Melanie Ceglecki kennt alle großen Häfen der Welt. Zumindest theoretisch, denn die 21 Jahre alte Frau lernt Schifffahrtskauffrau bei APL Co. in Hamburg. Und auch wenn sie während der dreijährigen Ausbildung hauptsächlich am Computer arbeitet, ist die Hafenluft und das internationale Flair in den Büroräumen am Schopenstehl in der City zu spüren.

Schifffahrtskauffrau
Schifffahrtskauffrau

Schon vor dem Abitur stand für die junge Frau fest, eine Ausbildung zur Schifffahrtskauffrau Fachrichtung Linienschifffahrt zu machen: "Ich war gut in Geografie und Englisch." Besonders gereizt habe sie aber der internationale Flair und die Vielfältigkeit in diesem Beruf. Und das hat sich während ihrer Lehrzeit bestätigt. Sie hat schon viele Bereiche des internationalen Unternehmens durchlaufen, alle zwei Monate geht es in eine neue Abteilung.

Dann berät sie etwa Kunden über Schiffabfahrtszeiten, die besten Routen, kalkuliert die Preise, sorgt dafür, dass die Ware aus den großen Häfen mit Lkw, Zug oder Feederschiffen an die Ziele gelangen.

Bei alledem wird gefordert: Laufend Englisch zu sprechen. Denn der Kontakt mit Menschen aus der ganzen Welt gehört für Schifffahrtskaufleute zum Tages-geschäft. Für die rothaarige Frau kein Problem: "Ich habe während meiner Schulzeit schon ein Jahr in Amerika verbracht und außerdem bekommen wir in der Berufsschule spezielles Branchenenglisch beigebracht." Vor der Ausbildung habe sie sich auch nicht träumen lassen, sich mal auf Englisch über Haftungsschäden unterhalten zu können.

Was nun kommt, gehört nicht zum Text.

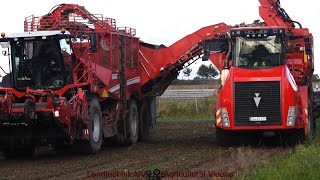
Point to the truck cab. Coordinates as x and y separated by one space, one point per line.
39 60
258 91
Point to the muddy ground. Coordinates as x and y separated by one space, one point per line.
176 148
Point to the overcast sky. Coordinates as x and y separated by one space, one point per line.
167 21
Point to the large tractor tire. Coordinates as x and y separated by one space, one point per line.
94 143
144 120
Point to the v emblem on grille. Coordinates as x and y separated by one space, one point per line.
257 99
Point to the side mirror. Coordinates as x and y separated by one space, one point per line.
308 46
93 42
5 53
213 46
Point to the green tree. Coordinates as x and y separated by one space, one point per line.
315 78
187 72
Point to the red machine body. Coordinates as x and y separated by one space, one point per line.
276 97
102 82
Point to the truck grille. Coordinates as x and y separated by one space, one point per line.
267 95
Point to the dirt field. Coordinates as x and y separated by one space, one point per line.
176 148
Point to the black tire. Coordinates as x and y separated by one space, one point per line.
133 123
144 121
93 145
19 152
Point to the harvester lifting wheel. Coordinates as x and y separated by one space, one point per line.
93 144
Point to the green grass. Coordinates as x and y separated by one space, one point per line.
302 163
186 110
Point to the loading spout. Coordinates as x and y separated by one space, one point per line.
168 61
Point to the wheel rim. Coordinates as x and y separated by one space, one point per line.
133 122
96 128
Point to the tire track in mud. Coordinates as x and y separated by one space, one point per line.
174 146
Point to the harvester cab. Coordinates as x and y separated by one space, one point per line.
254 48
39 60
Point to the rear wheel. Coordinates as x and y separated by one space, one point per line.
128 132
18 151
93 144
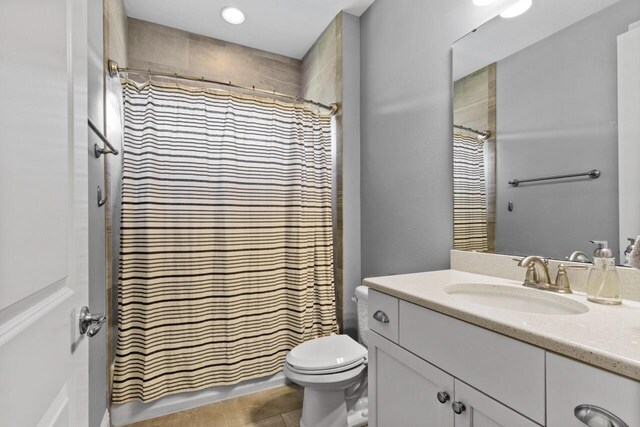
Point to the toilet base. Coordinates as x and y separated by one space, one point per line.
323 408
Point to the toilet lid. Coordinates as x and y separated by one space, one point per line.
326 354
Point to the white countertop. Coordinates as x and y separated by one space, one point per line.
606 336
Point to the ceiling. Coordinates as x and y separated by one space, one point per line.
500 38
286 27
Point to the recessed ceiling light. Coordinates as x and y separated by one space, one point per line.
517 9
483 2
232 15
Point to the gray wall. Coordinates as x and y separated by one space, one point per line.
352 275
557 113
406 151
98 399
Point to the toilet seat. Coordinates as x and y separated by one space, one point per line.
327 371
331 354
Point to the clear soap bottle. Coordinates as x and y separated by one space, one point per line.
603 285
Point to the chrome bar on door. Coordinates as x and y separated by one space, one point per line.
96 148
593 174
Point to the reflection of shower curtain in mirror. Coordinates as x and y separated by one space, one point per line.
469 194
226 254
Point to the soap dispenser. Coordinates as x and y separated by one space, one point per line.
603 285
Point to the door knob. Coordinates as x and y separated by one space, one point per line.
90 324
443 397
594 416
381 316
458 407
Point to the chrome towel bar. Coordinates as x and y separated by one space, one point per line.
96 148
593 174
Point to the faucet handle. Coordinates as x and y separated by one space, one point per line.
562 280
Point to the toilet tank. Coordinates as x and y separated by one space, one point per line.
362 302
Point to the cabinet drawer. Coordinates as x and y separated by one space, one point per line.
508 370
481 410
383 315
571 383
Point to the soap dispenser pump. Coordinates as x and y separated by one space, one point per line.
603 285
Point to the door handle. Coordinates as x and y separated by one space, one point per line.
90 324
381 316
592 415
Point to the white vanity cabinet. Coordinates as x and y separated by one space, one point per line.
419 357
572 384
406 388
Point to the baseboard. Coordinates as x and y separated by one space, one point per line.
138 411
106 421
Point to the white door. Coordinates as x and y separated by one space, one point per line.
475 409
404 390
43 212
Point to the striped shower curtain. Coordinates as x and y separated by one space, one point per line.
226 255
469 194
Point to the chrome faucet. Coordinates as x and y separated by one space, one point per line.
578 256
537 272
537 275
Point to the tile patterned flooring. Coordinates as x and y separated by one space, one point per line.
275 407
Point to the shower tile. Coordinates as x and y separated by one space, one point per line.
275 407
262 405
292 419
179 419
209 416
269 422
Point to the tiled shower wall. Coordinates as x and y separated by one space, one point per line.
160 48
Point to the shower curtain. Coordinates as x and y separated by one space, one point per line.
226 253
469 194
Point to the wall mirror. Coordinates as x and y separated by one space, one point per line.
546 133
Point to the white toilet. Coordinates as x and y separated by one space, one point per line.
333 372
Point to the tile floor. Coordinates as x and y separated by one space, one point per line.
275 407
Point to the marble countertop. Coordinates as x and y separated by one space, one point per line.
605 336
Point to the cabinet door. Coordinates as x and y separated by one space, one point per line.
571 384
403 389
479 410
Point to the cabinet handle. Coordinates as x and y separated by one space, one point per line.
592 415
381 316
458 407
443 397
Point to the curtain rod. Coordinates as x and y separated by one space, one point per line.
481 134
115 70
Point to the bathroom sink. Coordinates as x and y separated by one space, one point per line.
515 299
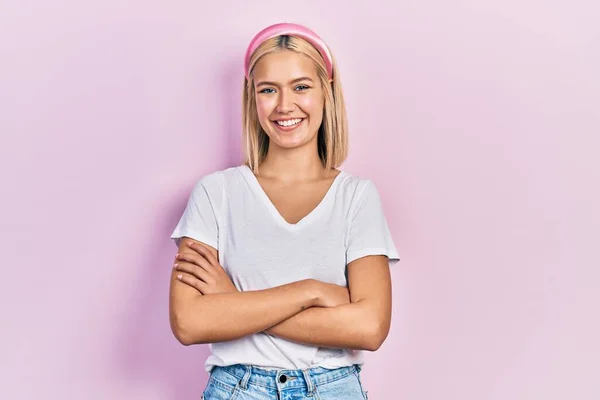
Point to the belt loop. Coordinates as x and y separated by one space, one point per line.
246 378
309 382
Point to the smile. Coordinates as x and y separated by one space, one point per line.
289 122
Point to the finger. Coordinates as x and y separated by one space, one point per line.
204 251
191 281
193 270
193 258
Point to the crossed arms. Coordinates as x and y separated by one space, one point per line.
205 306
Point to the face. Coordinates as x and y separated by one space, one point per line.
289 98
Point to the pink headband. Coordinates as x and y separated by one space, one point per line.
292 30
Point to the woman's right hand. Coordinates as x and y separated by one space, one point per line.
331 295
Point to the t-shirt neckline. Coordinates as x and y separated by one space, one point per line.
307 219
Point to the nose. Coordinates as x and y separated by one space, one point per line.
286 102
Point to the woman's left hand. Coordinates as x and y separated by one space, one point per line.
202 271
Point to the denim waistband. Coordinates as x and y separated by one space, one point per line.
277 379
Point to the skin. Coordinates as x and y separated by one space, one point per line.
205 306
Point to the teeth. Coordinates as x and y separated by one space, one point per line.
289 122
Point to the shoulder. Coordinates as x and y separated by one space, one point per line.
355 187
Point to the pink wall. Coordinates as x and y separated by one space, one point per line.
479 121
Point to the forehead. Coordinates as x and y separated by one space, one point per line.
283 66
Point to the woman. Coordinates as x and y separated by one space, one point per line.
283 263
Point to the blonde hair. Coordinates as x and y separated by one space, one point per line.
333 132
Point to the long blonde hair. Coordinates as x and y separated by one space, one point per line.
333 132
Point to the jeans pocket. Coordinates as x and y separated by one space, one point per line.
217 390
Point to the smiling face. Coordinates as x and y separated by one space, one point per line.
289 98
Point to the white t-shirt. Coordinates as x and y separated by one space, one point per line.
259 249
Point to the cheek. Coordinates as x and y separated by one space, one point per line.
312 105
264 107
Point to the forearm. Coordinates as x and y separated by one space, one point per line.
229 316
351 326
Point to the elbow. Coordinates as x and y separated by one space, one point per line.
375 336
183 332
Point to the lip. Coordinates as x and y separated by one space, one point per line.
287 128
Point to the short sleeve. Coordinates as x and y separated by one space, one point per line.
369 233
200 217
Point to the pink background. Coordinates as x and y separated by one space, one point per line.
478 121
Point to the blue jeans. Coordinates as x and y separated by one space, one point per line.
246 382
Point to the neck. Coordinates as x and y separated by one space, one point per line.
292 165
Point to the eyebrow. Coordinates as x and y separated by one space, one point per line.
265 83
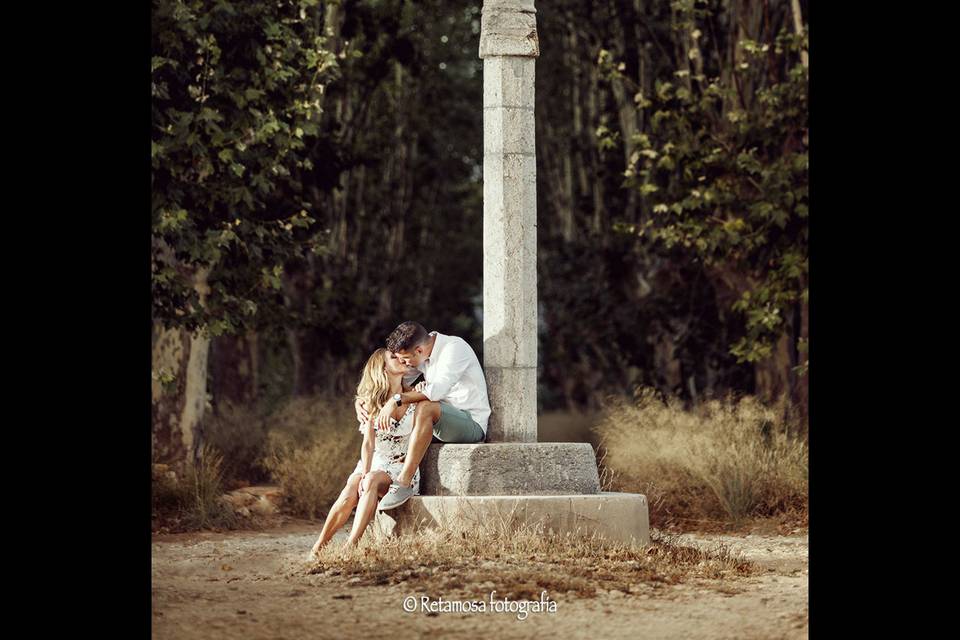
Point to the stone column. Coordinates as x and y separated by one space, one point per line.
509 47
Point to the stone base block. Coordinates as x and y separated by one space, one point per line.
613 516
509 468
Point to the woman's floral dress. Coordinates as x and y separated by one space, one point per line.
390 449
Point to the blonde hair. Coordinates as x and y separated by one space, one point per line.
374 387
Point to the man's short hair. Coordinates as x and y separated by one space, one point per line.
406 336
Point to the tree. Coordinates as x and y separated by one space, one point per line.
722 169
237 89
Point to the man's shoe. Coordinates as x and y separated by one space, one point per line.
396 496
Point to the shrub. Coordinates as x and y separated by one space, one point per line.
313 445
731 457
239 434
194 501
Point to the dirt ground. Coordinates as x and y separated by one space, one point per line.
254 585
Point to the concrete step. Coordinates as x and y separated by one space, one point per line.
509 468
614 516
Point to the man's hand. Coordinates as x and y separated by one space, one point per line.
383 418
362 414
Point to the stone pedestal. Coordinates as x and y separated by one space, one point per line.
509 46
509 469
513 479
554 484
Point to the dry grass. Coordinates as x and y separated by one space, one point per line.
239 433
521 561
313 445
729 459
193 502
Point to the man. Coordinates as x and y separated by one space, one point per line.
454 406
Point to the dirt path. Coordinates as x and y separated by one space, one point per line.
253 585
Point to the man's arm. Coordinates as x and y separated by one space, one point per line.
450 367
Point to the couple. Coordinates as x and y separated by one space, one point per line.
399 418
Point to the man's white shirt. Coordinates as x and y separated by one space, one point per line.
453 375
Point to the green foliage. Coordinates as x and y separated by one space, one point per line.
237 88
722 170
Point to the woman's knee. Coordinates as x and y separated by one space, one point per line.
374 480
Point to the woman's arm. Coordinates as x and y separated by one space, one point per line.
366 455
366 450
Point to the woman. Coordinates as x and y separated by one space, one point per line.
382 453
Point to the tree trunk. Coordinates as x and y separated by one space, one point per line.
234 369
178 409
798 28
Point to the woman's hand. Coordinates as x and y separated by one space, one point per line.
360 485
362 414
383 419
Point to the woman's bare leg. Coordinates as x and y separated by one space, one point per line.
339 512
376 485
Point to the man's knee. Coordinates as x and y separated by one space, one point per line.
427 410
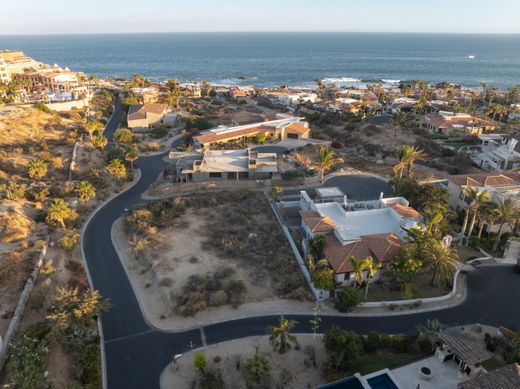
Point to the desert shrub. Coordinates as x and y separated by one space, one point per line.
235 289
69 240
124 136
218 298
348 297
28 363
159 132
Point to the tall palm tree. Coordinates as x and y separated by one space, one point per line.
280 336
358 268
470 194
508 213
441 261
478 202
372 269
326 160
487 215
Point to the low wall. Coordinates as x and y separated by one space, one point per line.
379 304
319 294
68 105
20 308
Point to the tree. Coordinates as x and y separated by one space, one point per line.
280 336
348 297
73 314
326 160
488 214
199 361
92 127
58 212
256 370
131 155
99 142
85 191
277 192
441 261
371 269
508 213
476 205
343 346
116 168
36 169
123 136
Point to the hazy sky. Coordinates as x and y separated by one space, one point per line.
97 16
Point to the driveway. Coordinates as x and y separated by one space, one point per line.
136 352
360 186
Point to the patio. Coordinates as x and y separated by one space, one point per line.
443 375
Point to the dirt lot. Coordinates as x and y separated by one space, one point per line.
207 241
288 371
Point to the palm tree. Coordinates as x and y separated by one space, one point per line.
86 191
36 168
441 261
470 194
488 214
326 160
281 337
478 202
508 213
358 268
372 269
131 156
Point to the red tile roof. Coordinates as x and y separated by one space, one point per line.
381 248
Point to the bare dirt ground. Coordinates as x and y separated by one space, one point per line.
159 277
288 371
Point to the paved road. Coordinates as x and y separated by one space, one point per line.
136 353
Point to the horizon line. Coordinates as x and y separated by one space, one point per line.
260 32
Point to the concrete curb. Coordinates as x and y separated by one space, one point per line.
137 178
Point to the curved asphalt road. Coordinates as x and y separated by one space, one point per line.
136 353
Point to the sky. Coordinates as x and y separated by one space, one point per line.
112 16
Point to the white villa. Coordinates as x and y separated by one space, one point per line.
212 165
496 153
287 127
359 229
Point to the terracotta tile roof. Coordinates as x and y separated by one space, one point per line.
507 377
381 248
316 222
405 211
490 179
139 111
464 346
299 128
224 136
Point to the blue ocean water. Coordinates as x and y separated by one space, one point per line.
273 59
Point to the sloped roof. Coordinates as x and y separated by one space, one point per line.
381 248
464 346
489 179
507 377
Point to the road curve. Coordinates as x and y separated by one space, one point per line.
136 352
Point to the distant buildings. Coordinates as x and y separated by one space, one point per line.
449 123
281 129
496 153
215 165
359 229
144 115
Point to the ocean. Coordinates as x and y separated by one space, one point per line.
274 59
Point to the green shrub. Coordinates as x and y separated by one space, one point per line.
348 297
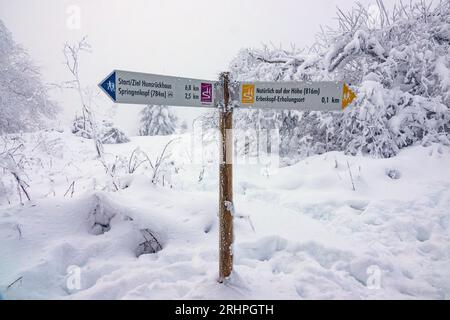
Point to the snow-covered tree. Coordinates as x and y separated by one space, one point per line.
24 102
157 120
398 62
108 134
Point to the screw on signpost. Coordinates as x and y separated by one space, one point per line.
226 184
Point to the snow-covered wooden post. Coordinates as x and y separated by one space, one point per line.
226 184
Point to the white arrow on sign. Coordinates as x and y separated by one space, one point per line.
144 88
317 96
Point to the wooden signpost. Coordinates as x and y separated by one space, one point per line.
143 88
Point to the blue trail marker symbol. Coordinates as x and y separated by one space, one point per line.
109 85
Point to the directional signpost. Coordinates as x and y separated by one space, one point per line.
316 96
144 88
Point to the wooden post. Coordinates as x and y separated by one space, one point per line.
226 185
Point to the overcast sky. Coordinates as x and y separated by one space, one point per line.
195 38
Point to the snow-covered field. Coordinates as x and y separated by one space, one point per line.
301 232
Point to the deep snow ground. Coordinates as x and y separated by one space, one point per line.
301 232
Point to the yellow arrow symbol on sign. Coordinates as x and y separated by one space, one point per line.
347 96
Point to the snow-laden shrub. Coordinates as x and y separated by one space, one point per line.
398 63
109 134
157 120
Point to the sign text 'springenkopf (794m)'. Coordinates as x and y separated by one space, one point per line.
144 88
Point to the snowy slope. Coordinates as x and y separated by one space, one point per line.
300 233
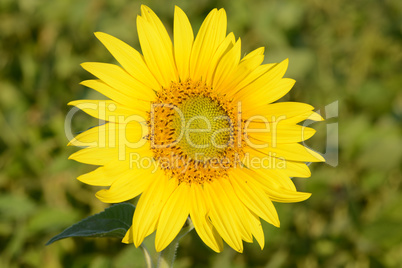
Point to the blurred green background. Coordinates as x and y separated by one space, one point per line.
339 50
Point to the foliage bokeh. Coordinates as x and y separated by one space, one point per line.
345 51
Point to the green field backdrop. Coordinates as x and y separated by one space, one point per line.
339 50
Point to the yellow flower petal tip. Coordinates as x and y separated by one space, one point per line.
212 143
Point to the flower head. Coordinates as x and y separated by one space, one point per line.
193 129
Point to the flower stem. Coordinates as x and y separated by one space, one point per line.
166 257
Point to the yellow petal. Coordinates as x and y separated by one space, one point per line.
262 88
289 151
115 95
173 216
279 133
157 26
183 43
210 36
283 110
254 198
223 216
253 76
227 65
129 185
109 110
277 189
117 78
199 217
109 134
222 49
158 52
131 60
128 237
149 207
246 66
95 156
256 227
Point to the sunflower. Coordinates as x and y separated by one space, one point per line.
192 129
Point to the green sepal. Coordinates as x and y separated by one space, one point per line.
112 222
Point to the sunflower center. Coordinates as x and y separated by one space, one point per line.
202 128
194 132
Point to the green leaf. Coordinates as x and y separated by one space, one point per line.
113 222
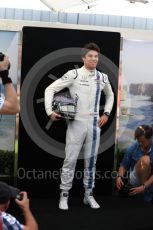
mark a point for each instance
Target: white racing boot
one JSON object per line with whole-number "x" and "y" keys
{"x": 90, "y": 200}
{"x": 63, "y": 203}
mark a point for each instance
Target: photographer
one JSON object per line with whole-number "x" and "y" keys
{"x": 7, "y": 221}
{"x": 10, "y": 104}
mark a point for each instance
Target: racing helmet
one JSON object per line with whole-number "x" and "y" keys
{"x": 65, "y": 105}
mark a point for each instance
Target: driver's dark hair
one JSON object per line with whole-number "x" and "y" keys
{"x": 88, "y": 47}
{"x": 143, "y": 130}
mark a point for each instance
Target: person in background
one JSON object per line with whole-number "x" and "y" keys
{"x": 138, "y": 161}
{"x": 7, "y": 221}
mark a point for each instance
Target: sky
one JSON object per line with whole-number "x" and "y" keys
{"x": 23, "y": 4}
{"x": 137, "y": 61}
{"x": 108, "y": 7}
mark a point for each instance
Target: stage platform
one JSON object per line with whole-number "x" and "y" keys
{"x": 116, "y": 213}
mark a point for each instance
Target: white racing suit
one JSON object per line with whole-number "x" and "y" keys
{"x": 83, "y": 133}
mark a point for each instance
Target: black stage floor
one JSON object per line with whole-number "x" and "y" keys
{"x": 116, "y": 213}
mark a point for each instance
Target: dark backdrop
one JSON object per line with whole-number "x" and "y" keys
{"x": 33, "y": 161}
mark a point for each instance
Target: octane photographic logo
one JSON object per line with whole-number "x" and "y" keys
{"x": 34, "y": 76}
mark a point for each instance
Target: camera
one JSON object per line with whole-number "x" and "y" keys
{"x": 16, "y": 194}
{"x": 1, "y": 56}
{"x": 19, "y": 196}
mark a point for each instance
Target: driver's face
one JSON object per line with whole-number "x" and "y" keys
{"x": 91, "y": 59}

Die Ausbildung zur Schifffahrtskauffrau wird in zwei Fachrichtungen angeboten: Linien- und Trampschifffahrt. "Das lässt sich am besten mit Zügen und Taxis vergleichen", so Ceglecki.

Die Linienschifffahrt halte sich an feste Fahrpläne und eine feste Abfolge von Zielhäfen, die das jeweilige Schiff anläuft. Damit seien es immer wieder dieselben Haltestellen, an denen Ladung aufgenommen oder entladen werde.

Bei der Trampschifffahrt dagegen werde ein Schiff für einen einmaligen Transport etwa von Chemikalien von Hamburg nach Malaysia fest gebucht. Wer in diesem Bereich arbeitet, müsse ständig nach neuen Ladungsoptionen Ausschau halten.